Reducing the Defect Formation Energy by Aliovalent Sn(+IV) and Isovalent P(+V) Substitution in Li3SbS4 Promotes Li+ Transport

The search for highly conducting Li+ solid electrolytes focuses on sulfide- and halide-based materials, where typically the strongly atomic disordered materials are the most promising. The atomic disorder corresponds to a flattened energy landscape having similar relative site energies for different Li+ positions facilitating motion. In addition, the highly disordered Li+ conductors have negligible defect formation energy as moving charges are readily available. This work investigates the isovalent Li3Sb1–xPxS4 (0 ≤ x ≤ 0.5) and the aliovalent Li3+xSb1–xSnxS4 (0 ≤ x ≤ 0.2) substitution series of thio-LISICON materials by using X-ray diffraction, high-resolution neutron diffraction, impedance spectroscopy, and defect calculations. The starting composition Li3SbS4 has a low ionic conductivity of ∼10–11 S·cm–1 and both substituents improve the ionic conductivity strongly by up to 4 orders of magnitude.
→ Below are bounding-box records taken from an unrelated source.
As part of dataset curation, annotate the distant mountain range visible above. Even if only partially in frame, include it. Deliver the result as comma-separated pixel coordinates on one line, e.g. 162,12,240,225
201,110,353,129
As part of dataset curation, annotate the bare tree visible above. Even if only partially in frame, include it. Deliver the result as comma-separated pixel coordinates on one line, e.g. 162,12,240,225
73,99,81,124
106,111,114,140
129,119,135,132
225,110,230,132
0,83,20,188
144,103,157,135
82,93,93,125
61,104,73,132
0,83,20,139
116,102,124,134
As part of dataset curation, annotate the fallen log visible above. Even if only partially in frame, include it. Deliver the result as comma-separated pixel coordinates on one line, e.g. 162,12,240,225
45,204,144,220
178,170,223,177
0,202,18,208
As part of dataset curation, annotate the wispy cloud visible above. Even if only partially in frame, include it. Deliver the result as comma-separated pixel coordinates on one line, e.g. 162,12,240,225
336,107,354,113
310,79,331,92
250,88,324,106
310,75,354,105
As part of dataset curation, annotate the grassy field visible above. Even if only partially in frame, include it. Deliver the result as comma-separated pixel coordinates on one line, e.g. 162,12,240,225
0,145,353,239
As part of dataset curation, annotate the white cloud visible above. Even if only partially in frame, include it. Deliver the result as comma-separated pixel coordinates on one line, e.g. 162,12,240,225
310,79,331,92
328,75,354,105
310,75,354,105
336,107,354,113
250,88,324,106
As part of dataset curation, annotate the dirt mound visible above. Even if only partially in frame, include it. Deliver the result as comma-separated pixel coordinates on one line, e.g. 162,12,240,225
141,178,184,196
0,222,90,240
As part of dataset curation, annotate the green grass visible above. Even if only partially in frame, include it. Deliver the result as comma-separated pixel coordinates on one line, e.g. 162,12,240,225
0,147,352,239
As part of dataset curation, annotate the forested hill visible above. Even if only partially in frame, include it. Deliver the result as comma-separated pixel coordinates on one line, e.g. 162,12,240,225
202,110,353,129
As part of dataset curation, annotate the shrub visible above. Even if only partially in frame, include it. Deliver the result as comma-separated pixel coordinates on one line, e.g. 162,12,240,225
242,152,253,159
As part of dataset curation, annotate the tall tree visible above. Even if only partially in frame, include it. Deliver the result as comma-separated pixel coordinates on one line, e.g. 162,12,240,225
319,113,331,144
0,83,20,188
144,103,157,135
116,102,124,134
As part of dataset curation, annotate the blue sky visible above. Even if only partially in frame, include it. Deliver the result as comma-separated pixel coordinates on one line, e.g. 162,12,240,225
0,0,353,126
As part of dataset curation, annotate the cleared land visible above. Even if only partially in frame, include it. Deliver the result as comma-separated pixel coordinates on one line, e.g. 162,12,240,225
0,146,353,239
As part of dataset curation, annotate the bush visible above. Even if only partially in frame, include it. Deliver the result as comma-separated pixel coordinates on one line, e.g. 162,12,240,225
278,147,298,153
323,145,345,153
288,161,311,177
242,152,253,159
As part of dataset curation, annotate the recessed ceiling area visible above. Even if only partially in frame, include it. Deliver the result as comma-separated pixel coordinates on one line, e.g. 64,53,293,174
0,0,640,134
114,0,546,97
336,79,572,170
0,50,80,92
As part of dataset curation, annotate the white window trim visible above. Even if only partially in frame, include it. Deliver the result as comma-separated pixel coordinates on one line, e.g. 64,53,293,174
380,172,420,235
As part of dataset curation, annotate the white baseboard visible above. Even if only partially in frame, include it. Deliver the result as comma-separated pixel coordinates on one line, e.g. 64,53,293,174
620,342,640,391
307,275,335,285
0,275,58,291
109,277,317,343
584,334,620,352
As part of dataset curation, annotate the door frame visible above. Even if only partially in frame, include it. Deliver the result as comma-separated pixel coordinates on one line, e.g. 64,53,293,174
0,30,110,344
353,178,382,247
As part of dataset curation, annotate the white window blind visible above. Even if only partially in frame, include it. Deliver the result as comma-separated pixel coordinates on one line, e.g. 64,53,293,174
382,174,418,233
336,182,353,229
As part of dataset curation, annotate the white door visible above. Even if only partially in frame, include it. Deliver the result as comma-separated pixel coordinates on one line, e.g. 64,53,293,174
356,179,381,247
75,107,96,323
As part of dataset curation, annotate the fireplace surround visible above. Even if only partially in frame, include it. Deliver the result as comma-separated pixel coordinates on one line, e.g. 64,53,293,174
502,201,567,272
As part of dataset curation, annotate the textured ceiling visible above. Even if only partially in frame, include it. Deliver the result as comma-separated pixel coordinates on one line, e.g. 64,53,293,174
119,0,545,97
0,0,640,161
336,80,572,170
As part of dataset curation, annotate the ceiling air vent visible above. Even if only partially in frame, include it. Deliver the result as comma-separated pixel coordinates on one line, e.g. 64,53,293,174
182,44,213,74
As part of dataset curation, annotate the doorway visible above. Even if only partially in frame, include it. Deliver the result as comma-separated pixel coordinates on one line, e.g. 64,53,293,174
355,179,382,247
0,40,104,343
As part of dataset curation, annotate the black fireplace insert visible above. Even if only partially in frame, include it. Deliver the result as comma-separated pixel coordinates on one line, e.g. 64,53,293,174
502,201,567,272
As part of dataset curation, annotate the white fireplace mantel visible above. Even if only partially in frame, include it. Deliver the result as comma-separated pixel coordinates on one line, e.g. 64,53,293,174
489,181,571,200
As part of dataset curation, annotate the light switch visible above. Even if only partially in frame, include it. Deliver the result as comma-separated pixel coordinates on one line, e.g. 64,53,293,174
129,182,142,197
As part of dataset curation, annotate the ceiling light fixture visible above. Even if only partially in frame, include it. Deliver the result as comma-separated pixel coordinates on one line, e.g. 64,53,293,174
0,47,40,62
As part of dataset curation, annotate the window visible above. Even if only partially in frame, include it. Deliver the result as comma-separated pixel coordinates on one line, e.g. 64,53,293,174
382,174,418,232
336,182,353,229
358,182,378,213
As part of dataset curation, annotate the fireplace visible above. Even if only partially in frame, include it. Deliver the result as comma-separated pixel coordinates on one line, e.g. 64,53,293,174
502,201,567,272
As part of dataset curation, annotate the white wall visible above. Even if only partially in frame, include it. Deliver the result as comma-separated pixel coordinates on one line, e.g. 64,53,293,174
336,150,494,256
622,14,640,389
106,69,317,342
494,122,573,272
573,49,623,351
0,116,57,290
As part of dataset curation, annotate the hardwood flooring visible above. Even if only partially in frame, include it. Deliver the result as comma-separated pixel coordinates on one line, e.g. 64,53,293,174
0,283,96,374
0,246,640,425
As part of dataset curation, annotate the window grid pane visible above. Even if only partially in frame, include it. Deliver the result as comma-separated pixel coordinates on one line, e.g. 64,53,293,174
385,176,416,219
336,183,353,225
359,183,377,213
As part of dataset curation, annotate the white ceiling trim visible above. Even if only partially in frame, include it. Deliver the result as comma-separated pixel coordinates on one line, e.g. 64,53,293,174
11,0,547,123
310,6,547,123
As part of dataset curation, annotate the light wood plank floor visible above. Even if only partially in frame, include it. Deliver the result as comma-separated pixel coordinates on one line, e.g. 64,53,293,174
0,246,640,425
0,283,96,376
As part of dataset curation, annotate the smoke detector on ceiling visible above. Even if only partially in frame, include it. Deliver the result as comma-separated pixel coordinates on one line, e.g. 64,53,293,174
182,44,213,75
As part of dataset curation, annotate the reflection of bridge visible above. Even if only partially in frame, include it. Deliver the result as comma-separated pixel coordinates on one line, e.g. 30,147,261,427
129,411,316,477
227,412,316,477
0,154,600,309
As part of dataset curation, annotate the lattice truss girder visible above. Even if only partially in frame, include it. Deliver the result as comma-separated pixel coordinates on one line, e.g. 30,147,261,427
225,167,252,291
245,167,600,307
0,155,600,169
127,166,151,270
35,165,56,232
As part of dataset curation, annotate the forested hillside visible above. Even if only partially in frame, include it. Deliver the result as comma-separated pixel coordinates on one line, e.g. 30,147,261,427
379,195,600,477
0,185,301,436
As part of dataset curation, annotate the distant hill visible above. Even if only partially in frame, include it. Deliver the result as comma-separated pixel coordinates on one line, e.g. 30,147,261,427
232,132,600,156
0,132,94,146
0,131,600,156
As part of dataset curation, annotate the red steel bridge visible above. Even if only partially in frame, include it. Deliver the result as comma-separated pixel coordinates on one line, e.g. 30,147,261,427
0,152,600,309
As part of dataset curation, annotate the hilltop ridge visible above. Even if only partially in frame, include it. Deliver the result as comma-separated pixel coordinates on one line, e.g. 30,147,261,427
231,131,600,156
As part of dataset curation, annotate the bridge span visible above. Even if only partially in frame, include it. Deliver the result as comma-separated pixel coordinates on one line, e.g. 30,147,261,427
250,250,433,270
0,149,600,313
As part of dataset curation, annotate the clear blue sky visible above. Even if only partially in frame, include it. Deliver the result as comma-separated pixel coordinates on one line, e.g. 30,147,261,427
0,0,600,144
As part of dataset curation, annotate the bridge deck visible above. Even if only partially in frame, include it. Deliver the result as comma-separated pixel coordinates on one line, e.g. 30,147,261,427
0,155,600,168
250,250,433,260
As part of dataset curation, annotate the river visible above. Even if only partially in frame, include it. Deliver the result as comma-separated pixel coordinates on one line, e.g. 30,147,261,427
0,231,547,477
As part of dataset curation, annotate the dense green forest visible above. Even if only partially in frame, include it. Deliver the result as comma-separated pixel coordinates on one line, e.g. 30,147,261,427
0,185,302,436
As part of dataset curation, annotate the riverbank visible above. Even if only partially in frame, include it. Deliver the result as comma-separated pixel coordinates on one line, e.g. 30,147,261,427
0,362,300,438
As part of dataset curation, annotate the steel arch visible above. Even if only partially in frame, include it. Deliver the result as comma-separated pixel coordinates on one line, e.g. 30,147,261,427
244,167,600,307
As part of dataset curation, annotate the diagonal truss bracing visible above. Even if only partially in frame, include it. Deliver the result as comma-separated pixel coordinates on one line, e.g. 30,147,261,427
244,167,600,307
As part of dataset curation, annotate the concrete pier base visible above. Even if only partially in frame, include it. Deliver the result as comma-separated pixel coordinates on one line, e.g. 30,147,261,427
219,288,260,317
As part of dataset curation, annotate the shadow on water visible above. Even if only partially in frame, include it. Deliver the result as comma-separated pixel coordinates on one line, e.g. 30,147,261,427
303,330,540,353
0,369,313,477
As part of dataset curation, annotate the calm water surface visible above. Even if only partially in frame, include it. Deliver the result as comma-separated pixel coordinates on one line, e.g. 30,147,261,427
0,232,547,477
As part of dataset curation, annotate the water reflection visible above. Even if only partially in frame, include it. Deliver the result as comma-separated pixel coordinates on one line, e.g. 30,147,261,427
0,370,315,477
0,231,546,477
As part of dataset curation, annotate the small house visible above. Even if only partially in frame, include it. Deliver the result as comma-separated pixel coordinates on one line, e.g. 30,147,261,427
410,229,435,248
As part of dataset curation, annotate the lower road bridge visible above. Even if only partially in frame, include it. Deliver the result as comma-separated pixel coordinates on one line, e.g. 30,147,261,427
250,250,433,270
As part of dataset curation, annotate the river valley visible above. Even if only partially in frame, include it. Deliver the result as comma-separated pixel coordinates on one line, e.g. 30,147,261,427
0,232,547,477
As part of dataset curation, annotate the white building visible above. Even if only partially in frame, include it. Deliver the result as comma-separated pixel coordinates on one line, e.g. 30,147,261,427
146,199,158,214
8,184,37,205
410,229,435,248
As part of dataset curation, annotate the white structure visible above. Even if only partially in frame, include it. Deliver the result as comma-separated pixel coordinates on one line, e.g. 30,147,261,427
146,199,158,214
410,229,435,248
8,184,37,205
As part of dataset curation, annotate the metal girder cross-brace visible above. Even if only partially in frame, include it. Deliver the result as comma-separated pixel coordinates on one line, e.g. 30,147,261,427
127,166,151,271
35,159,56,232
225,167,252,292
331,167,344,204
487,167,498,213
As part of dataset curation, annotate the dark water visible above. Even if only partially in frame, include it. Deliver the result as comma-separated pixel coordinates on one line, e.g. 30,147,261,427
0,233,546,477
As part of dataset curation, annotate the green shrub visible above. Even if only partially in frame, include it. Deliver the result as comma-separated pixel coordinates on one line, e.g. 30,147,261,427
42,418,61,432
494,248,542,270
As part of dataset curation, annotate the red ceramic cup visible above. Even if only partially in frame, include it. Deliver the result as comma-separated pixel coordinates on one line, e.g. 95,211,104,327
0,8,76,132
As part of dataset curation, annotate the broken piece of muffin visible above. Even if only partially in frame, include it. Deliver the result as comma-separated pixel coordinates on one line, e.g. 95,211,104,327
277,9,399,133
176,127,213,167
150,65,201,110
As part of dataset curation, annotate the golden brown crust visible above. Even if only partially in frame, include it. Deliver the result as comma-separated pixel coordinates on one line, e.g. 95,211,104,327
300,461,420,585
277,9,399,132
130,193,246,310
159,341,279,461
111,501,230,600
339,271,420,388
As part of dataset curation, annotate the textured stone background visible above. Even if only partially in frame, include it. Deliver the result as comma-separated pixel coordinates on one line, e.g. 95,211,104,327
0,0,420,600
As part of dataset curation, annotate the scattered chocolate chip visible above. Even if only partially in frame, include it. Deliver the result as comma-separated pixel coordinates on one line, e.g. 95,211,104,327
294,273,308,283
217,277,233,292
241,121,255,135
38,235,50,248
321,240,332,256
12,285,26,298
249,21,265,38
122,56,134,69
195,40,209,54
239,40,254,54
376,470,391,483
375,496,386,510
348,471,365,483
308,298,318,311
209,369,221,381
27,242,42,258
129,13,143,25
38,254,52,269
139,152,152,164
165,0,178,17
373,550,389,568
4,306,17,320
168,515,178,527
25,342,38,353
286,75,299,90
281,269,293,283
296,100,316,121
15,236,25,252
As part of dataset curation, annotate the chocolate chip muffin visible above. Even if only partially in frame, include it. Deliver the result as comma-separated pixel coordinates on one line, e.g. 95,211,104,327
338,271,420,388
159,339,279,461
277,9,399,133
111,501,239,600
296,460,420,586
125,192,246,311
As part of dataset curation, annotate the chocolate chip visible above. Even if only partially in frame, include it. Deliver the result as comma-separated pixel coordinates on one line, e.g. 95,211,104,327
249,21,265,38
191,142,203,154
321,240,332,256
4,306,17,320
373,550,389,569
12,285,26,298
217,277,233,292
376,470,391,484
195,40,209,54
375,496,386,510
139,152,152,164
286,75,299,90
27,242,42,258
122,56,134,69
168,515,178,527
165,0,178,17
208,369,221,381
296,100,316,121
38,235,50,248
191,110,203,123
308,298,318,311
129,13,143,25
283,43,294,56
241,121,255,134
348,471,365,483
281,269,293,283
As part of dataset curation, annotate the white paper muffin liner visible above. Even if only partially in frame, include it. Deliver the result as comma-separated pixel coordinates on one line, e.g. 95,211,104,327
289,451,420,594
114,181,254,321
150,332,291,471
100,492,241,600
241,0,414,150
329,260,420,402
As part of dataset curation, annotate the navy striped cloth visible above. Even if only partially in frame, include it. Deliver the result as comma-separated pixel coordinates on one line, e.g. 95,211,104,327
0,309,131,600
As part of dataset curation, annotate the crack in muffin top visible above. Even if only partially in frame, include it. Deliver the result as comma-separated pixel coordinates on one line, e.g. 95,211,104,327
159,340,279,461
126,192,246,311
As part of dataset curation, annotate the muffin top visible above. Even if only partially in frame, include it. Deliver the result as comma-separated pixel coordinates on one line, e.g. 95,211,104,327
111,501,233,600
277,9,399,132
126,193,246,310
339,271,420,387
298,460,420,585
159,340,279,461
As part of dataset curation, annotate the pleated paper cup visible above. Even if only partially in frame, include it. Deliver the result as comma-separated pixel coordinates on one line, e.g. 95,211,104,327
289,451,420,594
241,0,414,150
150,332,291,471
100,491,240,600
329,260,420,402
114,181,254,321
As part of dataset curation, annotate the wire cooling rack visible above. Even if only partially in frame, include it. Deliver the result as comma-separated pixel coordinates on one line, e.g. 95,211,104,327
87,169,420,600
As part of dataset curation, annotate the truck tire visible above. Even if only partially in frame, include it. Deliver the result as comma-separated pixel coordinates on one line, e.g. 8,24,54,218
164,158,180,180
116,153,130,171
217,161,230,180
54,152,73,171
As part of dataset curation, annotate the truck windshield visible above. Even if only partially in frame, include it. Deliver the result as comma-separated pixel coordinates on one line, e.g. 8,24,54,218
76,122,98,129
On the one hand, in substituted Li3SbS4 structures, only minor structural changes are observed which cannot sufficiently explain the significant impact on the Li+ conductivity. On the other hand, the Li+ carrier density reveals a correlation to the activation energy and first-principles defect calculations, displaying significantly reduced defect formation energy upon substitution. Here, we show within two different substitution series that the defect formation energy plays a major role for ionic motion in this class of thio-LISICON materials.